The ‘Death Dataset’ compares various causes of death, relative to state. All fifty states are featured, and categories of death include the total number of deaths, death by heart failure, cancer, respiratory failure, stroke, accidental death, vehicle death, Diabetes, Alzheimer’s, the flu, nephritis, suicide, homicide, and AIDS.

For this data visualization, I’ve chosen to compare rates of suicide vs rates of homicide, varying from state to state. I began by uploading the raw data onto a Google Fusion table, managing to create a very basic column chart. I found this format to be the most feasible for comprehending the data — suicide rates are represented with blue, while rates of homicide are depicted in red. The x and y axis allows for an easy comparison of death tolls relative to state.

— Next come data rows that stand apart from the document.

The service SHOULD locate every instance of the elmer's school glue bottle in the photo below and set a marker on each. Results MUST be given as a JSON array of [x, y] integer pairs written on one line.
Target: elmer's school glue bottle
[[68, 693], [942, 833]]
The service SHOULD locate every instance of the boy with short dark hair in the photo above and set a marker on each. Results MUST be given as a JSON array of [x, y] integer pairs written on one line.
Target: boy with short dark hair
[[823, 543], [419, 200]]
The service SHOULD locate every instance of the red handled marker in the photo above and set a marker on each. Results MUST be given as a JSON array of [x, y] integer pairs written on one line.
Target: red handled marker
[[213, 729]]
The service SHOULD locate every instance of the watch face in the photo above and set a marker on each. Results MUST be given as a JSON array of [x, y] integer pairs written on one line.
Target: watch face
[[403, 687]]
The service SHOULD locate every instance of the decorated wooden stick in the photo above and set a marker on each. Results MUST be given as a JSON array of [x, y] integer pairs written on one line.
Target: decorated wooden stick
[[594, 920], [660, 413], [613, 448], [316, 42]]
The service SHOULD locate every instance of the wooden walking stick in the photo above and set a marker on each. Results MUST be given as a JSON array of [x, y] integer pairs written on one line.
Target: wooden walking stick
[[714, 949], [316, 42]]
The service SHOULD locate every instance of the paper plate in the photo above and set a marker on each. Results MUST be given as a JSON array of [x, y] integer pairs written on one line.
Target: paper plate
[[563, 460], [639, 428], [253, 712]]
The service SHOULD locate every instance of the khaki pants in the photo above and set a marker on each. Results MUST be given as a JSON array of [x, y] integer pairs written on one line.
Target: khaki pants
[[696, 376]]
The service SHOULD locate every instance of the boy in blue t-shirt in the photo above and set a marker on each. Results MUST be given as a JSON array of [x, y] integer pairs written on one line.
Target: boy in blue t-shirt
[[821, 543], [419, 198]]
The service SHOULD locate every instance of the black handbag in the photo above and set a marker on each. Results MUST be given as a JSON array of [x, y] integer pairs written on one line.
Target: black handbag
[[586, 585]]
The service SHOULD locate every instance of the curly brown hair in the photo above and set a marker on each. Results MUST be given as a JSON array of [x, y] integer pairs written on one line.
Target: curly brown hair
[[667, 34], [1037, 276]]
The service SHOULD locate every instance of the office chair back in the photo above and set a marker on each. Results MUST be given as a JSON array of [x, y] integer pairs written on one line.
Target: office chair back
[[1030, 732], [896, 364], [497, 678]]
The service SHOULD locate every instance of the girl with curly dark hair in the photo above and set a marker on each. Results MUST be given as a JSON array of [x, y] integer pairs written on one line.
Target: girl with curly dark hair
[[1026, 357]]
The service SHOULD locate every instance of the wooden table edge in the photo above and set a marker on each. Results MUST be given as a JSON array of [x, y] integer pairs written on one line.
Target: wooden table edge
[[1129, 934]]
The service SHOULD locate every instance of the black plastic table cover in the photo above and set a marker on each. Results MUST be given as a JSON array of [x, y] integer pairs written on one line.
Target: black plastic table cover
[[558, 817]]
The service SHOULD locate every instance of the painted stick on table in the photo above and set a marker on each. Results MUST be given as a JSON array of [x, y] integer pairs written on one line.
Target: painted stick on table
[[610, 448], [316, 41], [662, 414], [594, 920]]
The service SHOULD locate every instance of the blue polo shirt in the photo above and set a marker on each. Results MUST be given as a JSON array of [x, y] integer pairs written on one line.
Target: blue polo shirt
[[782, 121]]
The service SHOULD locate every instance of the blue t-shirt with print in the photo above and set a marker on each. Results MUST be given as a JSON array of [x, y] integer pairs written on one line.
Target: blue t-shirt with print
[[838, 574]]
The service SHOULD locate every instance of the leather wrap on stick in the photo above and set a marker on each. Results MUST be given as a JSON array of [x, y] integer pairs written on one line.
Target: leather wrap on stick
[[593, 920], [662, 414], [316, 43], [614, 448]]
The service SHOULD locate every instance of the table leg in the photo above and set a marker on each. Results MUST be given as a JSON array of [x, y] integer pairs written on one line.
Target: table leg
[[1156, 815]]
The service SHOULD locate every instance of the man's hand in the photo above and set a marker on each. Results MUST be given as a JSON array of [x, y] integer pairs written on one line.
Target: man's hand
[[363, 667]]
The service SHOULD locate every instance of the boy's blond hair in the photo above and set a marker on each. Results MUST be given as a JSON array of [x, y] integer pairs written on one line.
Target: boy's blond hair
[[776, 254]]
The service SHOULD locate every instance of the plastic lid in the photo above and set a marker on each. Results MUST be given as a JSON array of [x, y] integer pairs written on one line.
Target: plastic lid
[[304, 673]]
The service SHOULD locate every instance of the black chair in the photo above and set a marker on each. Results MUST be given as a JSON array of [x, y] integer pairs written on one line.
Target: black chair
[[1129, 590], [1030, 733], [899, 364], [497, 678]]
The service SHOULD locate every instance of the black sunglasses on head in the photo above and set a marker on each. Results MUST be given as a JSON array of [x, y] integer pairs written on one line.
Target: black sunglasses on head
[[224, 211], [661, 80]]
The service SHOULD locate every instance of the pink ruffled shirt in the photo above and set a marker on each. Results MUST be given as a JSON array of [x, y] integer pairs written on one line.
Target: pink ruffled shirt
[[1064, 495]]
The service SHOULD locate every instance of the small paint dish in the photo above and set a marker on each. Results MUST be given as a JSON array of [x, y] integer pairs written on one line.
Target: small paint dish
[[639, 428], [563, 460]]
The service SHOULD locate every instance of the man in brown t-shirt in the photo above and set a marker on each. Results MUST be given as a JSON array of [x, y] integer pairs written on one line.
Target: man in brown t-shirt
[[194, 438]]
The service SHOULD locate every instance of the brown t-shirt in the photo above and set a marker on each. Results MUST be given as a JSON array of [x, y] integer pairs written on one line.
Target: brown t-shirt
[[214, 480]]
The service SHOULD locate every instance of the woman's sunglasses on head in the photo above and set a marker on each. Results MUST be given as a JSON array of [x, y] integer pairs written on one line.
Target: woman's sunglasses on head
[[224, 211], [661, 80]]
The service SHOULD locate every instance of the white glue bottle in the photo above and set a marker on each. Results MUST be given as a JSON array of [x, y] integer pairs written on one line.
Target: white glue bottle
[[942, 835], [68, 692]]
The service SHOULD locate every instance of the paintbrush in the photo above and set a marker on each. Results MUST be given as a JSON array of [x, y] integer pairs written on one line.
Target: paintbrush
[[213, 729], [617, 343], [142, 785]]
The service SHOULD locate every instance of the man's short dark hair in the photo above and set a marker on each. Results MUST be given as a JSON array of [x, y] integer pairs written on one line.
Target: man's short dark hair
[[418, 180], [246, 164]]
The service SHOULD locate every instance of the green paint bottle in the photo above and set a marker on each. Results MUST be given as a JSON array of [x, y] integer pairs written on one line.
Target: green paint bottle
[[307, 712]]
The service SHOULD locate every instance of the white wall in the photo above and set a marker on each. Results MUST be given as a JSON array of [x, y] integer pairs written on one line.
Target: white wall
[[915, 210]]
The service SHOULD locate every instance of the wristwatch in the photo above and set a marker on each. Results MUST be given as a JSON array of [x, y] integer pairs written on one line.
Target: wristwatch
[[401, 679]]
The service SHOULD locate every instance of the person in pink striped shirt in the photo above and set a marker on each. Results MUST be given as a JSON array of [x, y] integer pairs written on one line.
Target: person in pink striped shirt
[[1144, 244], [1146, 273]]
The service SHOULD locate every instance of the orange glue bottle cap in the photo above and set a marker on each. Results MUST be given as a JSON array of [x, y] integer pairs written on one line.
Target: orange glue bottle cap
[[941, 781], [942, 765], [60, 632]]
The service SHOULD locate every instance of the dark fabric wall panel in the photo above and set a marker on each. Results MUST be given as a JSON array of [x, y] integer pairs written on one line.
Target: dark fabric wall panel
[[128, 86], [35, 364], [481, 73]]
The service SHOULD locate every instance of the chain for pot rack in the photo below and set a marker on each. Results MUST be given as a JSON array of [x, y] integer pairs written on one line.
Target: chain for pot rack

While the data visualization allows the viewer to access trends easily — i.e., one may quickly notice that the District of Columbia and Maryland both have greater rates of homicide, vs. greater rates of suicide. I may be lead to make some sort of inference as to why this is — close proximity, similar social circumstances, or etc. With other states visible on the chart, the rate of suicide typically surpass the rates of homicide. My only hesitation with this data vis is related to the raw data itself. There is no annotation for year, and there is no clue offered as to what year (or years) this information was extracted from. Alongside this, the dataset makes it unclear if the information is presented as deaths per state, or death per capita of each state (I highly doubt that total rate of homicide in the state of California is 7 per year?!).
Good job on this post! I also used Google Fusion Table because of its simplicity and easy-to-use data visualization tools. It’s good that you are able to point out the flaws in this dataset and the lack of information/context it provides. This is definitely as important as identifying the most visible points.